Update: For an interesting take on the cultural/psychological/sociological reasons behind perpetuated corruption, especially in developing countries, see Kathleen Reedy’s freshly pressed post on corruption in Afghanistan.

Advertisements

Africa’s Largest Carbon Market & Other Superlatives

After an audit of its first six months of operation, Vestergaard-Frandsen earned 1.4 Million CDM Gold Standard credits (equivalent to 1.4 million tonnes of CO2 emissions averted) for its LifeStraw Carbon for Water Program. The project is expected to average 2.5m tonnes annually over its 10-year duration. This is a big deal because:

  • It’s the largest carbon project of any type in Africa thus far
  • It’s the first ever safe drinking water project to be financed using carbon credits (drinking water is usually purified by boiling the water over a fire with non-renewable wood)
  • It’s the first carbon project to monitor, report and verify actual health impacts of a technology (mostly reduced recorded instances of diarrhea in this case)
  • It’s financially sustainable: the LifeStraws are distributed [and repaired and replaced] for free (the program distributed 877,505 Family water filters so far, in Kenya’s Western Province) and are financed through the sale of carbon credits
  • In addition to providing safe drinking water, the project has other benefits. It aims to reduce extreme poverty, achieve universal primary education (since young girls are often tasked with finding fuelwood and must therefore miss school), empower women and girls, reduce child mortality, improve maternal health, and combat HIV/AIDS and other diseases (as HIV/AIDS patients are more susceptible to illness from unsafe drinking water).

My only apprehension is the problem of uptake: many interventions like this have failed in the past because not enough people changed their behaviors to make using such interventions routine. If it’s too time-consuming, a hassle, changes social norms (for example, no longer having the opportunity to talk with friends at the neighborhood well), or expensive (in this case that’s not an issue), then the technology likely won’t be taken up, regardless of its effectiveness. Here’s to hoping that this project has a [positive] lasting impact.

Slums: hotbeds of opportunity?

I was lucky enough to go to Stanford’s Conference on Global Underdevelopment today, and have so, so many thoughts I’d want to discuss. Firstly, (and not surprisingly) I had a bone to pick with Jeff Raikes (or more precisely, with the Bill and Melinda Gates Foundation, which he represents as its CEO)… Last year, I was frustrated that the Gates Foundation completely failed to consider staple/orphan crops like cassava, yams, and tef as a funding priority; they were (and still appear to be) more interested in funding corn and other row crops, which have higher rates of return, than crops that actually have direct linkages to food security in developing countries.

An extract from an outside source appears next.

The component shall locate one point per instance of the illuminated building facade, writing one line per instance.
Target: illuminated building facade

This year, I was ecstatic because another audience member, a photographer at National Geographic, brought up the issue of slums to Raikes. Having just returned from Kibera, one of the biggest slums in the world, the photographer wondered why such places aren’t receiving more aid and international attention (including none from the Gates Foundation). I wonder the same thing. When I’d asked others before, their answer was always that NGOs are already serving slums. If that were the case–if NGOS could really have enough prowess and funding to fully provide for hundreds of thousands of chronically poor and malnourished people [per slum!]–I would be impressed.

And yet, these kinds of places represent the perfect opportunity for change: they are highly concentrated, so relatively small investments in infrastructure, education, basic sanitation, health services, and agricultural support would go a long way. Markets for goods already exist, simply due to the number of people living in the area. Credit would be easier to disseminate (and perhaps even easier to enforce), and people are likely to be more entrepreneurial if they can survive under such harsh conditions. What would it take to incentivize philanthropists to invest in slums, if these are not reasons enough?